I wrote following function (don't be alarmed - it's just experimenting, not a security approach with md5sum):
md5 () {
[[ "$(md5sum $1)" =~ $2* ]] && echo fine || echo baarr;
}
and tested it with some input. Here some reference:
md5sum wp.laenderliste
b1eb0d822e8d841249e3d68eeb3068d3 wp.laenderliste
It's unnecessarily hard to compare, if the source for the control sum does not contain the two blanks with the filename already. That's where the observations origins from, but more interesting than the many ways to solve that problem was my observation:
I define a control variable, and test my function with too short, but matching strings:
ok=b1eb0d822e8d841249e3d68eeb3068d3
for i in {29..32}; do md5 wp.laenderliste ${ok:1:$i} ;done
fine
fine
fine
fine
That's expected and fine, since it is the purpose of the function, to ignore the mismatch of the missing " wp.laenderliste" and therefore even longer mismatches.
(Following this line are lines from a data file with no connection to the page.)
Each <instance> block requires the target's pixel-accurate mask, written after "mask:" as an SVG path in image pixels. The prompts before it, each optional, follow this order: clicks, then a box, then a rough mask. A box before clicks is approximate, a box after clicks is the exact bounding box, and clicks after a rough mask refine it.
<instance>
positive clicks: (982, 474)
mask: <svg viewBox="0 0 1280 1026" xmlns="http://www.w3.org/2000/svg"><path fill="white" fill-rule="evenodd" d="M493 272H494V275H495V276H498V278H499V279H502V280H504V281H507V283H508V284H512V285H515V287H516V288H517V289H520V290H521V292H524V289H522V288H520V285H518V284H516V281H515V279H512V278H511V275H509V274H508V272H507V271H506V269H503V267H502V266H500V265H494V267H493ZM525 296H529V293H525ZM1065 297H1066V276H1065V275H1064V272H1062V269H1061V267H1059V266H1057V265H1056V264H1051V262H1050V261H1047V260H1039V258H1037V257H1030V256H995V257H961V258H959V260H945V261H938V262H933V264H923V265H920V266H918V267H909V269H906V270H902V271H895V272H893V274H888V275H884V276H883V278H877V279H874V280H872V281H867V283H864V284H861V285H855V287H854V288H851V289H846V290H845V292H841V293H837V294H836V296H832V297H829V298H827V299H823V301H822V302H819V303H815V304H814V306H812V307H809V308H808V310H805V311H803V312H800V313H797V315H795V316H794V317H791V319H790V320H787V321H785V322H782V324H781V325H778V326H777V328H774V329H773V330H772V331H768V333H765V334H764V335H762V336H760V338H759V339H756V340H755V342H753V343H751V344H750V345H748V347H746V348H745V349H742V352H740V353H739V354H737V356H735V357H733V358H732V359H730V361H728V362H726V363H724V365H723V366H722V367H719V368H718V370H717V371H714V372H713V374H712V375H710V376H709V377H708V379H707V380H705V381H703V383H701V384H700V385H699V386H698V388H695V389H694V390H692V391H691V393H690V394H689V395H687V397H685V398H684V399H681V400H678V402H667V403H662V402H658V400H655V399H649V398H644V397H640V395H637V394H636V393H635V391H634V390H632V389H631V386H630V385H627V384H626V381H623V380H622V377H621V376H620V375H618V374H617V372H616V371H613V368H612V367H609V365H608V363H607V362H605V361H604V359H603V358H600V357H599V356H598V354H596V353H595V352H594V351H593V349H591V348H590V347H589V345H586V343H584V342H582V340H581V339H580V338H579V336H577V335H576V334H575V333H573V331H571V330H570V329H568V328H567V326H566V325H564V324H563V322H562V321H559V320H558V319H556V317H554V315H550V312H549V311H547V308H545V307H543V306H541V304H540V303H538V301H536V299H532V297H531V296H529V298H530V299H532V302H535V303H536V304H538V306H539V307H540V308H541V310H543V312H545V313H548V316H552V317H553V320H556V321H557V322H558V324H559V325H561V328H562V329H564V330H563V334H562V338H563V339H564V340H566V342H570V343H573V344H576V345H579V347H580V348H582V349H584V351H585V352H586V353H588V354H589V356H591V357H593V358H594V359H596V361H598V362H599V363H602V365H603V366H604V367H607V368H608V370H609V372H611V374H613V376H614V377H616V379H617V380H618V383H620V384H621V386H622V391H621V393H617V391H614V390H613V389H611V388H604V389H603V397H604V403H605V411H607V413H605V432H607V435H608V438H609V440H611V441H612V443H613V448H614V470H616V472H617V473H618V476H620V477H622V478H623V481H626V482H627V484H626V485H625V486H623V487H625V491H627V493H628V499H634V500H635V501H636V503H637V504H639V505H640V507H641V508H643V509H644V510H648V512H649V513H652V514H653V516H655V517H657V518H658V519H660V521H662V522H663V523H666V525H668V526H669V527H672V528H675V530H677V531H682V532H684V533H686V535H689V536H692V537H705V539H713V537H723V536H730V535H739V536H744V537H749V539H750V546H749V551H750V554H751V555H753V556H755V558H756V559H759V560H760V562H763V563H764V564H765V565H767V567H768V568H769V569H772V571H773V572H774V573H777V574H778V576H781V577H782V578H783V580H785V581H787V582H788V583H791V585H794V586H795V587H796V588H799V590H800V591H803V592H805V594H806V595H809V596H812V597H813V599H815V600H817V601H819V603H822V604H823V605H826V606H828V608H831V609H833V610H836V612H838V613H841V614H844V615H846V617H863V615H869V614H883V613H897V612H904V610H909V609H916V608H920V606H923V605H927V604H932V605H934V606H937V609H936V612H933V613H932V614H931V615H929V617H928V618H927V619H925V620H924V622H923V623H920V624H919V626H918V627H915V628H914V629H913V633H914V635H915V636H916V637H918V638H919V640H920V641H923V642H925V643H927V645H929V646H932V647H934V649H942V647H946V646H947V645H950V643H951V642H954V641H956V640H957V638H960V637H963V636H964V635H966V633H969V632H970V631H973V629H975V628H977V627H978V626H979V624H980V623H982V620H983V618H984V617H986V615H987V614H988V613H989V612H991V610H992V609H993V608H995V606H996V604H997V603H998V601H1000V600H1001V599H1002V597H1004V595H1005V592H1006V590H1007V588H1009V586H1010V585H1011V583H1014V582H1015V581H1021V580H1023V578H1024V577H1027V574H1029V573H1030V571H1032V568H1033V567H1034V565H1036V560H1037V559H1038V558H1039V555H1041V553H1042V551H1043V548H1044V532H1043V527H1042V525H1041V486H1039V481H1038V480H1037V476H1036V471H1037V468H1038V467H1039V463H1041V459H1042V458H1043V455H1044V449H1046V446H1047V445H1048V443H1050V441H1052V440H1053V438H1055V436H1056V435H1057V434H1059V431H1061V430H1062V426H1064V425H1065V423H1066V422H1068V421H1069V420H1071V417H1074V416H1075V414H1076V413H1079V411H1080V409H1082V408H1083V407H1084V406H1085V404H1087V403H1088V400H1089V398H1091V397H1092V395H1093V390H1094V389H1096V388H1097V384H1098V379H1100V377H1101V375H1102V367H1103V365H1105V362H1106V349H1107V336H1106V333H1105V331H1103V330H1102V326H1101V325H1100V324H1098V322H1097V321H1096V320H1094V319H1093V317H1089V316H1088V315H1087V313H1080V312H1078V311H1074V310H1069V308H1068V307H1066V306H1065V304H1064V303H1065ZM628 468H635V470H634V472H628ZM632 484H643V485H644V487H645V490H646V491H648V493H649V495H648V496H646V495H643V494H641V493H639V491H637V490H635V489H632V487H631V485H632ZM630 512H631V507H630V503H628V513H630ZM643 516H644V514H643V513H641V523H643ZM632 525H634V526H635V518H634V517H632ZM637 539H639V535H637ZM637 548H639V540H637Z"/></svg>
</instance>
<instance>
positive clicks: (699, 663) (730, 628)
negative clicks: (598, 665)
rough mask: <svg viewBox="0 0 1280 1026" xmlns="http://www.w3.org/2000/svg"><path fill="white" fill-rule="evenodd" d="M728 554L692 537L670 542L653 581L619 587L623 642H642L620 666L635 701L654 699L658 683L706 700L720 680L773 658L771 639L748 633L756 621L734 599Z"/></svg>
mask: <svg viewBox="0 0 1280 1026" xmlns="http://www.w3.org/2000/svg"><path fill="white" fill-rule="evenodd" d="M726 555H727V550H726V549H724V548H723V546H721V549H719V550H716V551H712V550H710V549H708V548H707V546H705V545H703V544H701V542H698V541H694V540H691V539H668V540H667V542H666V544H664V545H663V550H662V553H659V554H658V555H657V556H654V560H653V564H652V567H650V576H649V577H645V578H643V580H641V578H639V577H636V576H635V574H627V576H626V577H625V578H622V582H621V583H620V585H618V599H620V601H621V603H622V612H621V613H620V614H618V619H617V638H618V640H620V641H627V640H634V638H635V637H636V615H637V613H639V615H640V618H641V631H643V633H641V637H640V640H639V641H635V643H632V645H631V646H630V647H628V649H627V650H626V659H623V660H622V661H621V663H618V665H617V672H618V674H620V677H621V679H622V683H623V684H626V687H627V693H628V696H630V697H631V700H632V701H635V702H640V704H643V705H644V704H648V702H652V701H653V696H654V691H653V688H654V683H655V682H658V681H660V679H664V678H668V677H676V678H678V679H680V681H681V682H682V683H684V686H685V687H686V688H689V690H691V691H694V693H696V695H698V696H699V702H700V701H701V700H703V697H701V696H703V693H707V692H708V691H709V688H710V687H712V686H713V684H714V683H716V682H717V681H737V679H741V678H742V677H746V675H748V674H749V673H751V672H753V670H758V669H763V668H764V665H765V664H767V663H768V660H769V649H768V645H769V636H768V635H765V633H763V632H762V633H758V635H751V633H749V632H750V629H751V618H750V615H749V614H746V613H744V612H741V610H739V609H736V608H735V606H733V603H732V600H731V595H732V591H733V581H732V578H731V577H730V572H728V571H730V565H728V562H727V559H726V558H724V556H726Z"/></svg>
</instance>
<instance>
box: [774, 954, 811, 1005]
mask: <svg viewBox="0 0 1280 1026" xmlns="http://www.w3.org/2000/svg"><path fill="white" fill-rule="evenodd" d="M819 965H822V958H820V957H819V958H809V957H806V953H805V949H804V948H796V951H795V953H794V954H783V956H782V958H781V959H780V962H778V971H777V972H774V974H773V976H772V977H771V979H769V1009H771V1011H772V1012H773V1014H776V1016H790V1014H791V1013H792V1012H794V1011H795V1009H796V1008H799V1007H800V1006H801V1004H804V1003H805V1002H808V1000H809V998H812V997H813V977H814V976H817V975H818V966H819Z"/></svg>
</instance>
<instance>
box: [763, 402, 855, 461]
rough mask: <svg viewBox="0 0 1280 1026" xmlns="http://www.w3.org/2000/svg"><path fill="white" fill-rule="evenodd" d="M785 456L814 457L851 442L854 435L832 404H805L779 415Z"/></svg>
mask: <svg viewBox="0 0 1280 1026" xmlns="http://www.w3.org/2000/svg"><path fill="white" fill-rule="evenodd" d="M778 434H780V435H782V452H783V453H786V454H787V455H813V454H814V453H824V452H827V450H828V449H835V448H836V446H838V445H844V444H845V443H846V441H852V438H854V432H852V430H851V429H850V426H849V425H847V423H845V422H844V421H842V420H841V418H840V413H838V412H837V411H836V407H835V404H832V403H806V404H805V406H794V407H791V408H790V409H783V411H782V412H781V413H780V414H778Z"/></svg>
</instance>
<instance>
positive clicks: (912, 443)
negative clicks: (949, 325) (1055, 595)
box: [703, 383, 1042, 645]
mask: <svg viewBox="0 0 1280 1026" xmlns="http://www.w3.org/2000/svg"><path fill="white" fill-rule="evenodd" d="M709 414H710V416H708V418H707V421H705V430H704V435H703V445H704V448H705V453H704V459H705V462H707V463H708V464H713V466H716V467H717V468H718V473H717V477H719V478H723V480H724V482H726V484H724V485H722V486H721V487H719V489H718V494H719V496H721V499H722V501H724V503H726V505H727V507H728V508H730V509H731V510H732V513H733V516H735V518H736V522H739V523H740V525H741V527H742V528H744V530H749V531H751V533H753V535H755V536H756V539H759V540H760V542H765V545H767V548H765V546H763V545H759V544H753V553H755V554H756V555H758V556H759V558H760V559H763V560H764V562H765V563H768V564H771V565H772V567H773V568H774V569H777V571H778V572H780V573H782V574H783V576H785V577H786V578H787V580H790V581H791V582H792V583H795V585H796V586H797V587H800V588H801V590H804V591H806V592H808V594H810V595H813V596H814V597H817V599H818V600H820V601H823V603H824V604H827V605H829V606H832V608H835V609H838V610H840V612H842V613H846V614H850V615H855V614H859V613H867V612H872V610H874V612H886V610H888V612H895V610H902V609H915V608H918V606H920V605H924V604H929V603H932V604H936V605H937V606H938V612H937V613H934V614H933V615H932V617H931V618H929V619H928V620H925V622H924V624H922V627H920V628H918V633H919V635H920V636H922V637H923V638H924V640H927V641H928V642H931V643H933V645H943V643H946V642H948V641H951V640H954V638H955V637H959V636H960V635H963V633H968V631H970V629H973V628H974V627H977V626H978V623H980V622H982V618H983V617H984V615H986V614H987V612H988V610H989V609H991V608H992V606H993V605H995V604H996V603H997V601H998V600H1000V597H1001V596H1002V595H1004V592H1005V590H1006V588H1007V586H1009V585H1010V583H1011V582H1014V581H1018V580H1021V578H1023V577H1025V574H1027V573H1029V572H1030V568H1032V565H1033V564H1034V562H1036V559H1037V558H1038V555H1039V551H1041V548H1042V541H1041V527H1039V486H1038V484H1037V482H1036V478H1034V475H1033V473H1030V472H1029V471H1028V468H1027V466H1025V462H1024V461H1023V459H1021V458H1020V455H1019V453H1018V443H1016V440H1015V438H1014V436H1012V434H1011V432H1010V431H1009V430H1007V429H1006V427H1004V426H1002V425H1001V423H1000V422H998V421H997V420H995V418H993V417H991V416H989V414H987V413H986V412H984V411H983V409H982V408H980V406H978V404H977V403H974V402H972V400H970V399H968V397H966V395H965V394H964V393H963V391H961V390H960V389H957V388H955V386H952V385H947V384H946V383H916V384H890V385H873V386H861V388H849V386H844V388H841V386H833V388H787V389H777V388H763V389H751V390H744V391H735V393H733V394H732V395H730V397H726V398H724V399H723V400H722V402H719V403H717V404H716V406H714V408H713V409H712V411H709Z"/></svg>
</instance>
Now, if I append random stuff, which does not match, I expect, of course, errors, and get them:
for i in {29..32}; do md5 wp.laenderliste ${ok:1:$i}GU ;done
baarr
baarr
baarr
baarr
As expected. But when there is only one, last mismatching character, see what happens:
for i in {29..32}; do md5 wp.laenderliste ${ok:1:$i}G ;done
fine
fine
fine
fine
Is this me, not realizing how this is supposed to work (select is broken), or is there really an off-by-one-error in bash's pattern matching?
Mismatches in the mid of the string matter from count 1:
for i in 5 9 e ; do echo md5 wp.laenderliste ${ok//$i/_} ;done
md5 wp.laenderliste b1eb0d822e8d841249e3d68eeb3068d3
md5 wp.laenderliste b1eb0d822e8d84124_e3d68eeb3068d3
md5 wp.laenderliste b1_b0d822_8d841249_3d68__b3068d3
for i in 5 9 e ; do md5 wp.laenderliste ${ok//$i/_} ;done
fine
baarr
baarr
The bash-version:
bash -version
GNU bash, Version 4.3.48(1)-release (x86_64-pc-linux-gnu)
Copyright (C) 2013 Free Software Foundation, Inc.
Lizenz GPLv3+: GNU GPL Version 3 oder jünger <http://gnu.org/licenses/gpl.html>
Disclaimer: md5sum is only a useful against unintentional mistakes, not against attacks. I don't encourage using it.
And this question is not a search for better solutions or workarounds. It's about the =~ Operator, whether it should act as it does and if so, why.